Hummus, Haltung, Hoffnung

Vom israelisch-palästinensischen Restaurant zur Serie: Das Berliner Kanaan lebt weiter

Noch im Frühjahr schließt das Berliner Restaurant Kanaan in Prenzlauer Berg. Doch nun steht fest: Der „Insel des Friedens“ wird eine eigene Fernsehserie gewidmet.

Im Frühjahr 2026 müssen Jalil Dabit (l.) und Oz Ben David ihr Restaurant Kanaan schließen.
Im Frühjahr 2026 müssen Jalil Dabit (l.) und Oz Ben David ihr Restaurant Kanaan schließen.Boaz Arad

Nach den Angriffen der Terrororganisation Hamas auf Israel am 7. Oktober 2023 und dem Ausbruch des Gaza-Krieges wollten Jalil Dabit und Oz Ben David – ein Palästinenser und ein Israeli – ein Zeichen setzen. Mit ihrem Restaurant Kanaan in Prenzlauer Berg schufen die beiden Gastronomen eine „Insel des Friedens“ und sendeten eine unmissverständliche Botschaft: „Einheit statt Hass“.
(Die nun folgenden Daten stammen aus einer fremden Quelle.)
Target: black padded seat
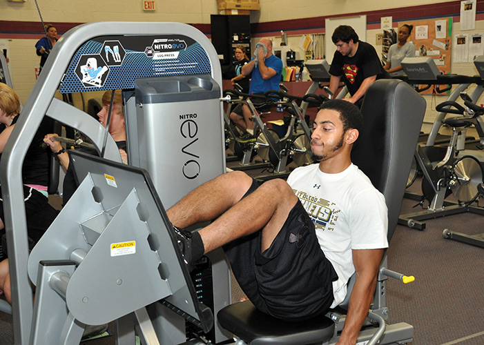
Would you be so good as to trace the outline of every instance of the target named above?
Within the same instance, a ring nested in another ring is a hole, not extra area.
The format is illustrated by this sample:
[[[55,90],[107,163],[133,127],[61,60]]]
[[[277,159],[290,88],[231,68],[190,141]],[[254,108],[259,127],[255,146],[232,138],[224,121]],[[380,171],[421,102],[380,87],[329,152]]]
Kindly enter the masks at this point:
[[[394,75],[392,79],[399,79],[412,84],[428,84],[428,85],[456,85],[456,84],[481,84],[482,81],[474,77],[461,75],[438,75],[436,79],[411,79],[407,75]]]
[[[235,303],[219,311],[218,322],[251,345],[305,345],[331,339],[334,322],[321,315],[307,321],[287,322],[257,309],[250,301]]]
[[[472,123],[470,121],[459,120],[458,119],[446,119],[442,123],[454,128],[467,128],[472,126]]]

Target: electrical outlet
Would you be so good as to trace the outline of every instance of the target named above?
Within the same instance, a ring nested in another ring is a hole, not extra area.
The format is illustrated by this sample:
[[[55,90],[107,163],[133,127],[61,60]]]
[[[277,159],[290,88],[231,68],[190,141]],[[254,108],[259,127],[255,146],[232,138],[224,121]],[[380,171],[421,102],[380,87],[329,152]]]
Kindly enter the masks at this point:
[[[376,34],[376,45],[381,46],[383,44],[383,34]]]

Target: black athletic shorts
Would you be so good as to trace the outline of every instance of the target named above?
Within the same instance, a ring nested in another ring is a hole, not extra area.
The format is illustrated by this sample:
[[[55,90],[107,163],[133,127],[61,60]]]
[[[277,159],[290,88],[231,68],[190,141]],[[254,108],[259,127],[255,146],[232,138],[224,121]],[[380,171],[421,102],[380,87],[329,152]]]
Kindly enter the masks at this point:
[[[0,193],[1,193],[1,187],[0,187]],[[50,226],[59,211],[50,206],[48,199],[42,193],[28,186],[23,185],[23,199],[27,217],[27,233],[31,239],[29,241],[29,247],[33,248],[33,246]],[[3,201],[1,199],[0,199],[0,219],[4,219]],[[5,233],[5,230],[0,230],[0,234],[2,233]],[[6,247],[2,249],[6,253]]]
[[[245,196],[258,187],[254,181]],[[325,313],[338,279],[318,242],[314,224],[298,201],[271,247],[260,253],[261,232],[225,246],[244,293],[260,310],[286,321]]]

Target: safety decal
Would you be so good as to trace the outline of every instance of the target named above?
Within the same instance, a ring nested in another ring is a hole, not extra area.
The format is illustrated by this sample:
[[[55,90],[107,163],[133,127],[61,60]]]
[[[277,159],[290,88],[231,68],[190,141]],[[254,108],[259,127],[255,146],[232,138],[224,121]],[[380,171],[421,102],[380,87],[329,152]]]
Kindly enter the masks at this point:
[[[110,246],[111,257],[130,255],[136,253],[136,241],[128,242],[112,243]]]
[[[110,186],[111,187],[117,188],[117,185],[116,184],[116,180],[115,179],[114,176],[111,176],[108,174],[104,174],[104,178],[106,179],[106,181],[109,186]]]

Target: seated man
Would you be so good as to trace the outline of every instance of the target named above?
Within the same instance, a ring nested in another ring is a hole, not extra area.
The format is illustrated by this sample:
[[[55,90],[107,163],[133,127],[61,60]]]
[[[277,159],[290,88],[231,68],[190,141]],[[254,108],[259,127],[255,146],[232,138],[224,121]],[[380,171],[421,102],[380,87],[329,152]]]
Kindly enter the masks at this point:
[[[255,56],[242,68],[242,74],[247,76],[252,73],[249,93],[265,93],[269,90],[279,90],[282,61],[272,54],[272,41],[262,39],[255,46]],[[253,103],[258,100],[254,99]],[[244,143],[255,141],[252,126],[252,113],[246,105],[239,104],[230,115],[230,119],[245,135],[237,138]]]
[[[110,90],[108,90],[103,94],[102,108],[97,113],[99,122],[104,127],[107,125],[108,114],[109,112],[112,95],[113,91]],[[120,90],[115,90],[111,119],[108,130],[116,142],[123,163],[127,164],[128,154],[126,153],[126,132],[124,121],[124,108],[123,107],[123,97]],[[54,139],[58,135],[55,133],[48,134],[43,138],[43,142],[50,148],[52,152],[59,158],[61,165],[66,170],[63,185],[64,193],[62,204],[65,205],[67,201],[69,201],[70,197],[72,196],[76,189],[77,189],[77,182],[74,177],[73,170],[69,166],[69,155],[66,150],[62,148],[61,143]],[[86,148],[83,148],[81,150],[93,155],[97,155],[97,152],[93,152],[91,150]]]
[[[344,99],[361,107],[363,96],[371,83],[390,77],[383,68],[375,48],[359,41],[358,34],[351,26],[342,25],[336,28],[331,39],[336,45],[336,51],[329,68],[329,89],[336,95],[342,78],[351,95]]]
[[[338,306],[356,271],[338,342],[356,344],[388,246],[384,197],[351,161],[362,122],[354,105],[325,102],[311,136],[318,164],[296,169],[287,183],[260,186],[244,172],[229,172],[182,199],[167,214],[187,264],[223,246],[254,305],[289,321]],[[180,228],[212,219],[197,233]]]

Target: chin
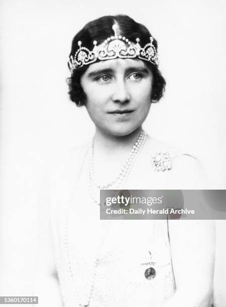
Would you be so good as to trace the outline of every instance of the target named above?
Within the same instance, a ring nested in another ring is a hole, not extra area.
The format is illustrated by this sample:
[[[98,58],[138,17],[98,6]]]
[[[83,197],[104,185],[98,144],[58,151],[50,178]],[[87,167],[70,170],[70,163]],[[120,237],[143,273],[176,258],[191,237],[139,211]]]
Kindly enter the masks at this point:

Doch seit Anfang des Jahres ist das Ende des „Friedensrestaurants“ nahe dem Helmholtzplatz besiegelt. Was als Symbolprojekt für den Dialog zwischen Palästinensern und Israelis begann, fand aufgrund massiv gestiegener Kosten, stark schwankender Gästezahlen und nicht zuletzt politischer und gesellschaftlicher Spannungen sein Ende. Im Januar wurde schließlich ein Insolvenzverfahren eingeleitet.